Der SPD-Bundestagsabgeordnete Michael Hartmann steht dem Untersuchungsausschuss zur Edathy-Affäre zwar nicht mehr als Zeuge zur Verfügung. Nachdem die jüngste Aussage von Bundesinnenminister Thomas de Maizière (CDU) Zweifel an seiner Glaubwürdigkeit genährt hat, meldete Hartmann sich nun doch zu Wort.

Über seinen Anwalt ließ Hartmann dem Ausschuss des Bundestages mitteilen, er könne sich nicht erinnern, wer ihm am 10. Februar 2014 von dem Kinderpornoverdacht gegen seinen Parteikollegen Sebastian Edathy berichtet habe. In einem Schreiben des Anwalts heißt es: "Es kann sogar sein, dass die Information aus niedersächsischen SPD-Kreisen kam."

De Maizière hatte am gestrigen Mittwoch ausgesagt, Hartmann habe ihm am 10. Februar – dem Tag der Durchsuchung von Edathys Wohnung – am Rande einer Besprechung mit mehreren Teilnehmern von der Hausdurchsuchung und dem Kinderpornoverdacht erzählt. Zu diesem Zeitpunkt hatten Medien noch nicht groß über das Thema berichtet.

De Maizières Aussage wirft die Frage auf, von wem Hartmann sein Wissen hatte. "Die Rolle von Michael Hartmann bleibt mysteriös", sagte Ausschussmitglied Armin Schuster (CDU).

Der Untersuchungsausschuss soll herausfinden, wer Edathy vor den Ermittlungen gewarnt und dadurch bei der möglichen Vernichtung von Beweismitteln geholfen haben könnte.

Edathy hat Hartmann als Informanten benannt. Hartmann bestreitet das. Im Februar verweigerte er im Ausschuss die Aussage. In einem Schreiben seiner Anwälte hieß es, die Mitglieder des Ausschusses seien an Sachaufklärung und Wahrheitsfindung völlig uninteressiert. Aus erkennbar politischen Motiven werde er von diesen in den Medien als "Lügner gebrandmarkt". Seit Monaten ist Hartmann krankgeschrieben.

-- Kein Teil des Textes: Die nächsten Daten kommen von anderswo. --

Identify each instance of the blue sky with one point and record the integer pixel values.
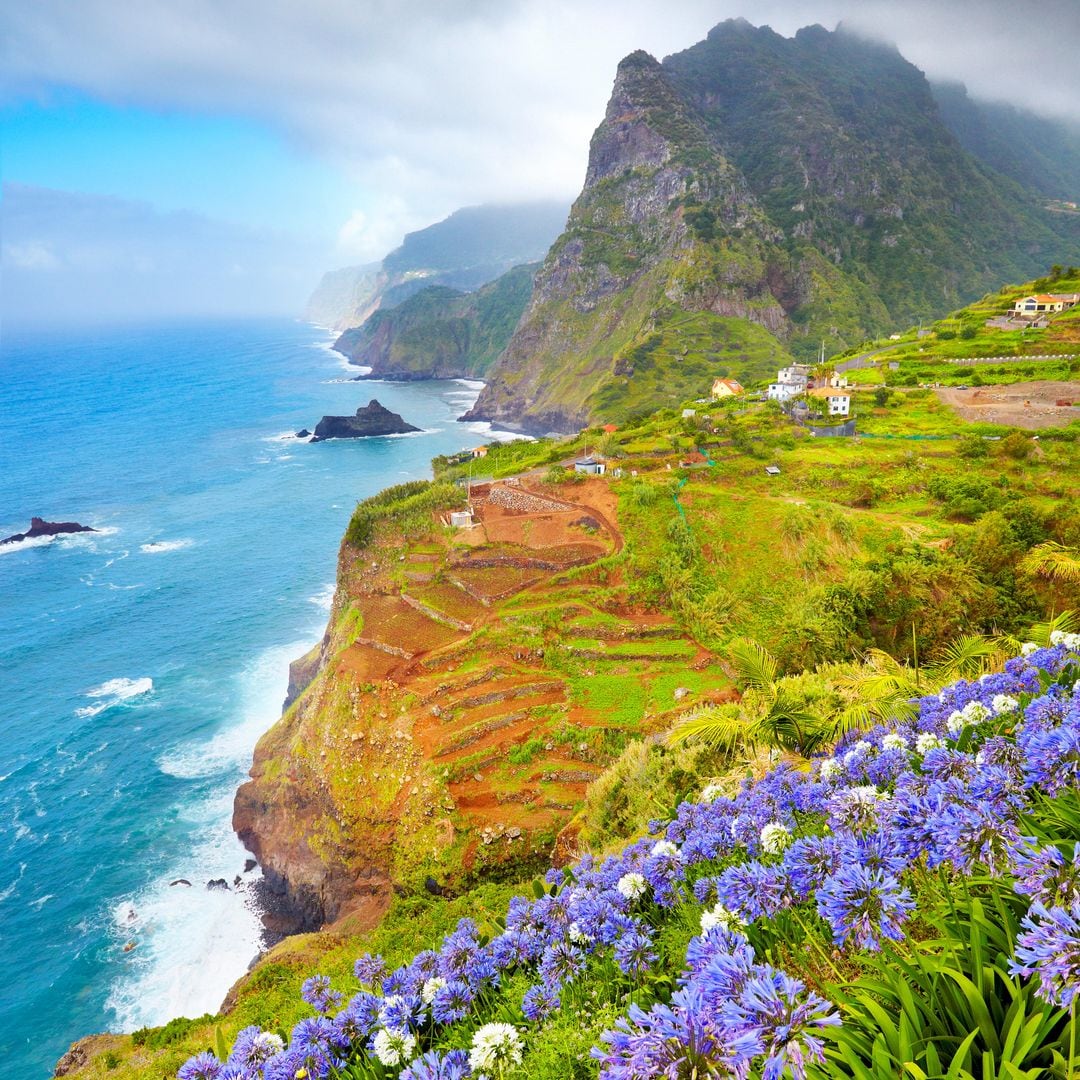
(238, 148)
(229, 167)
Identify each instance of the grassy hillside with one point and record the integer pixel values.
(537, 693)
(807, 186)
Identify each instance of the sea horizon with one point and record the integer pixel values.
(146, 659)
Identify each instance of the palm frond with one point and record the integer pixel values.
(721, 729)
(964, 657)
(1052, 562)
(754, 664)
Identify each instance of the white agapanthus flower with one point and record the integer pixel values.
(829, 768)
(393, 1048)
(495, 1044)
(664, 848)
(719, 916)
(1003, 703)
(388, 1004)
(856, 752)
(867, 795)
(928, 741)
(266, 1044)
(632, 886)
(955, 723)
(775, 836)
(577, 934)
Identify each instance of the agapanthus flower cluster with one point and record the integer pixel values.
(947, 790)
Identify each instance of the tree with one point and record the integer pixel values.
(1052, 562)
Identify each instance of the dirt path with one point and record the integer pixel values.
(1029, 405)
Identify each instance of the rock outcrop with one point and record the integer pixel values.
(745, 200)
(370, 420)
(39, 527)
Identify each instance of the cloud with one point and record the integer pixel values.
(31, 255)
(440, 103)
(77, 257)
(429, 105)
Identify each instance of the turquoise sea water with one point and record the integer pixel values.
(139, 664)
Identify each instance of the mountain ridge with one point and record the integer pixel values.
(806, 185)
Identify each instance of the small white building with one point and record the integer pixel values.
(590, 467)
(727, 388)
(1043, 304)
(837, 402)
(784, 390)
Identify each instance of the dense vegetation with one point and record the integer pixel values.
(906, 905)
(807, 187)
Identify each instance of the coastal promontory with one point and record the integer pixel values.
(370, 419)
(39, 527)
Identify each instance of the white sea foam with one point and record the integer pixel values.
(7, 893)
(10, 549)
(324, 598)
(116, 691)
(160, 547)
(494, 434)
(264, 685)
(189, 945)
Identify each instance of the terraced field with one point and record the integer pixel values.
(518, 678)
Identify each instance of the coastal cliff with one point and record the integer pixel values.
(389, 770)
(745, 201)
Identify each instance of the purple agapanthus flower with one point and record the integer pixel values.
(785, 1017)
(539, 1002)
(1049, 946)
(634, 953)
(319, 994)
(864, 904)
(203, 1066)
(453, 1065)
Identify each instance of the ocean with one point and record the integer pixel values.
(139, 663)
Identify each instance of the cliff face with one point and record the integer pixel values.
(392, 767)
(473, 246)
(744, 201)
(441, 333)
(630, 253)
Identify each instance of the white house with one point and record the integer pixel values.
(837, 402)
(590, 467)
(1042, 304)
(785, 389)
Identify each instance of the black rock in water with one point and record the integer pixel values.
(39, 527)
(373, 419)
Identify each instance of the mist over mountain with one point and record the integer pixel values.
(471, 247)
(753, 197)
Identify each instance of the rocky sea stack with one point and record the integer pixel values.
(39, 527)
(372, 419)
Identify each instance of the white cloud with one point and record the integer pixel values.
(30, 255)
(442, 103)
(110, 258)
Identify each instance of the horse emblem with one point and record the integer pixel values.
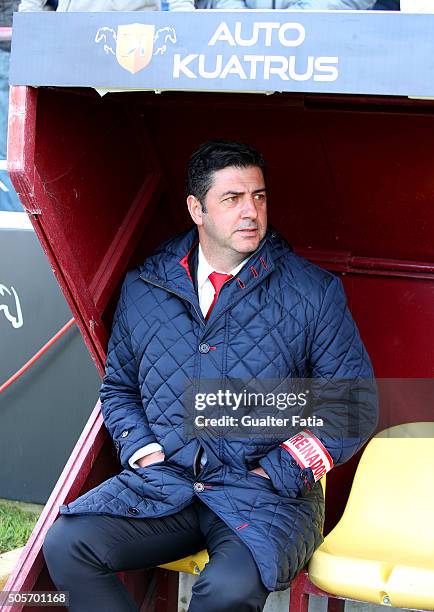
(16, 321)
(133, 44)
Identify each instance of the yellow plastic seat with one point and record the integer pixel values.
(382, 550)
(194, 564)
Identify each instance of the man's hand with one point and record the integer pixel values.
(260, 472)
(151, 458)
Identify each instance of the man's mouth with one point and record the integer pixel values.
(248, 231)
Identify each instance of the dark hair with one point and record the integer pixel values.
(216, 155)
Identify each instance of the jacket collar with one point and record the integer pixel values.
(173, 267)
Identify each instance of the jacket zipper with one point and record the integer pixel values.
(182, 297)
(195, 472)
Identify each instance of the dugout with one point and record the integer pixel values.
(350, 186)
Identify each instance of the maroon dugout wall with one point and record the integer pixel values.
(351, 187)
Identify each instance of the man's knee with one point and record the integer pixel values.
(230, 591)
(55, 543)
(64, 546)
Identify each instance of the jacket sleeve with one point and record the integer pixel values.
(122, 407)
(343, 389)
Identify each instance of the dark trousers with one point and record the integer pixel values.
(83, 554)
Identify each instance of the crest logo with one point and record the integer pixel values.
(133, 44)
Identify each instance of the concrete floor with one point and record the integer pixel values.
(277, 602)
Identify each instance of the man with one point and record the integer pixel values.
(226, 301)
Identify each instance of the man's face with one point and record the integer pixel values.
(236, 217)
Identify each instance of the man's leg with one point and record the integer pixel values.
(83, 554)
(230, 581)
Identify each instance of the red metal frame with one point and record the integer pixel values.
(112, 191)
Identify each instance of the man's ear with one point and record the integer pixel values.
(195, 209)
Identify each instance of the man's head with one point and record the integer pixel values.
(227, 200)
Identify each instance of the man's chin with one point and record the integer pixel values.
(247, 245)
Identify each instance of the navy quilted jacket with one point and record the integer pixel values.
(281, 317)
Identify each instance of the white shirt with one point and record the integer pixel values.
(206, 292)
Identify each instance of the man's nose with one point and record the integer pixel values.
(248, 209)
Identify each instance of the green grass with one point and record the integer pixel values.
(15, 525)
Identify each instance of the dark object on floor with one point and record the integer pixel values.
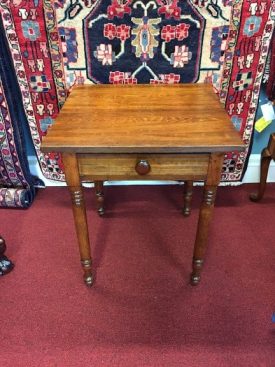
(268, 153)
(5, 264)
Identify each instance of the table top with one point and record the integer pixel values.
(182, 118)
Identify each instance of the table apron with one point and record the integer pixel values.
(161, 166)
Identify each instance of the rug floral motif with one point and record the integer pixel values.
(34, 45)
(245, 58)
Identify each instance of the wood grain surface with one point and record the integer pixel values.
(185, 118)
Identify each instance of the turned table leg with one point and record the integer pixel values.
(5, 264)
(267, 155)
(99, 197)
(79, 212)
(205, 215)
(187, 197)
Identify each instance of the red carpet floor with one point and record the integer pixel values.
(141, 310)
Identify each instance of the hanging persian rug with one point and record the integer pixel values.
(16, 182)
(33, 40)
(173, 41)
(249, 40)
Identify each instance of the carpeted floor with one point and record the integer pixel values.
(141, 310)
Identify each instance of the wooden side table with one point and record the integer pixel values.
(267, 155)
(142, 132)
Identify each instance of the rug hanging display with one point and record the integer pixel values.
(33, 40)
(249, 40)
(16, 182)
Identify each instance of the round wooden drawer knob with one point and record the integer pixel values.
(143, 167)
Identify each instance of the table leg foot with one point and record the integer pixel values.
(5, 264)
(87, 276)
(99, 198)
(197, 267)
(187, 196)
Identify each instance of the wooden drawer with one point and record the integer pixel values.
(143, 166)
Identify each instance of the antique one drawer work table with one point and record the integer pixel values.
(143, 132)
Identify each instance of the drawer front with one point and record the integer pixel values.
(143, 166)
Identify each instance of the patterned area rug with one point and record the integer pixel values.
(132, 41)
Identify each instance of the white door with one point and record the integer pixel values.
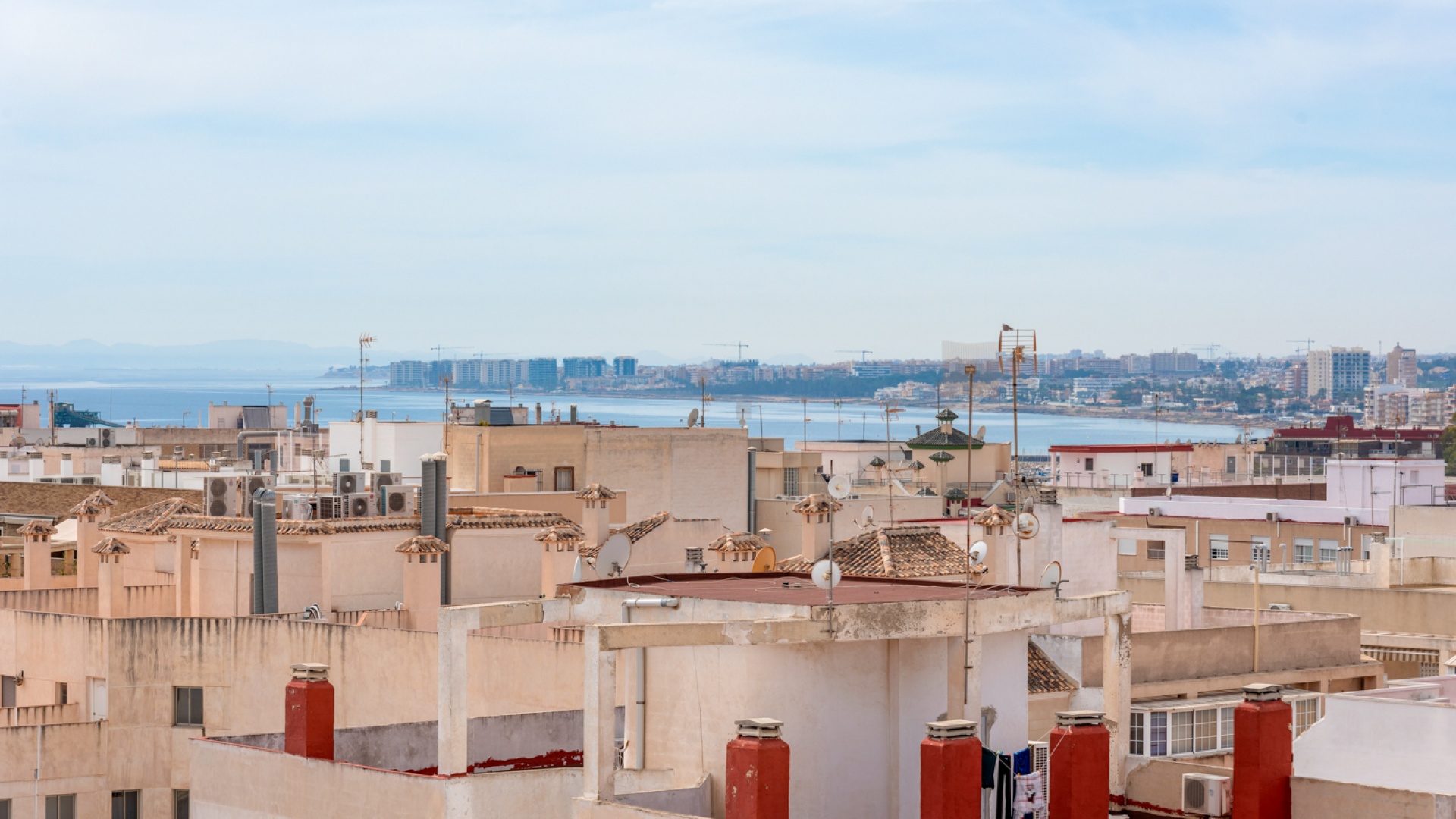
(96, 695)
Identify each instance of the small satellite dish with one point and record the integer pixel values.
(826, 575)
(1027, 526)
(1052, 576)
(764, 560)
(612, 560)
(979, 553)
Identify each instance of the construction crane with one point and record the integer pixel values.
(739, 344)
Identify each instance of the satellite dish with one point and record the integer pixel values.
(979, 553)
(1052, 577)
(826, 575)
(764, 560)
(1027, 526)
(612, 560)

Edathy-Ausschuss befragt weitere Zeugen

Der Ausschuss hat seine Arbeit am Morgen fortgesetzt. Als Zeuge befragt wurde der Generalstaatsanwalt Frank Lüttig aus Celle. Er klagte darüber, dass ihn die Staatsanwaltschaft Hannover während der Ermittlungen teilweise von Informationen zum Fall Edathy abgeschnitten habe. Die niedersächsische Justizministerin Antje Niewisch-Lennartz (Grüne), die direkt nach ihm aussagte, zeigte sich ihrerseits erschüttert, dass ein hochrangiger Beamter ihres Ministeriums von wichtigen Details zu dem Fall laut Lüttig bereits im November 2013 Kenntnis gehabt haben soll, ihr aber nicht davon berichtete.

Auch die erste parlamentarische Geschäftsführerin der SPD, Christine Lambrecht, und der Büroleiter von SPD-Fraktionschef Thomas Oppermann sollen vor dem Ausschuss aussagen. Oppermann selbst soll dem Ausschuss am 18. Juni erklären, mit wem er damals über den Verdacht gegen Edathy gesprochen hatte.

Das Strafverfahren gegen Edathy war im vergangenen März gegen Zahlung einer Geldauflage eingestellt worden. Die Staatsanwaltschaft hatte dafür ein Schuldeingeständnis Edathys zur Bedingung gemacht.